The CTE T recursively generates all subtask IDs for each task.

  • Base Case: It starts by selecting task_id and subtasks_count from the Tasks table. subtasks_count initially represents the highest subtask ID for that task.

  • Recursive Step: It then recursively subtracts 1 from subtask_id until it reaches 1. This generates all subtask IDs (from 1 to subtasks_count) for each task.

2. Left Join:

A LEFT JOIN is performed between the CTE T (containing all possible subtask IDs) and the Executed table. This join uses task_id and subtask_id as the join keys.

3. Filtering Missing Subtasks:

Finally, a WHERE clause filters the results. Executed.subtask_id IS NULL selects only those rows where a corresponding entry is not found in the Executed table, indicating that the subtask was not executed.

MySQL Code:

WITH RECURSIVE
    T(task_id, subtask_id) AS (
        SELECT
            task_id,
            subtasks_count
        FROM Tasks
        UNION ALL
        SELECT
            task_id,
            subtask_id - 1
        FROM t
        WHERE subtask_id > 1
    )
SELECT
    T.*
FROM
    T
    LEFT JOIN Executed USING (task_id, subtask_id)
WHERE Executed.subtask_id IS NULL;

Time Complexity Analysis

  • Recursive CTE: The time complexity of generating the CTE T is O(N*M), where N is the number of tasks and M is the maximum number of subtasks for any single task (in this case, M is capped at 20). This is because each task may require up to M recursive steps.

  • Left Join: The left join has a time complexity of O(N*M) in the worst case (if every subtask from T is present in the Executed table) because of its nested-loops nature. However, the average performance can be better due to the use of indexes on task_id and subtask_id.

  • Filtering: The filtering step has a linear time complexity O(N*M) with respect to the size of the intermediate result of the left join.

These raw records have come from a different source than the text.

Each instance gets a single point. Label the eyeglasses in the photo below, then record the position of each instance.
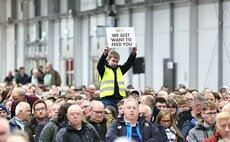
(40, 109)
(166, 121)
(98, 112)
(211, 113)
(74, 114)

Therefore, the overall time complexity of the solution is dominated by the CTE generation and left join which is approximately O(N*M). Since M is a small constant (20), we can consider the complexity to be effectively linear with respect to the number of tasks (N).

Space Complexity Analysis

The space complexity is determined primarily by the size of the intermediate results generated by the CTE and the left join. In the worst case, the CTE could generate NM rows, and the left join could also result in an intermediate table of similar size. Therefore, the space complexity is also approximately **O(NM)**. Again, considering M as a small constant, the space complexity can be considered effectively linear with respect to N.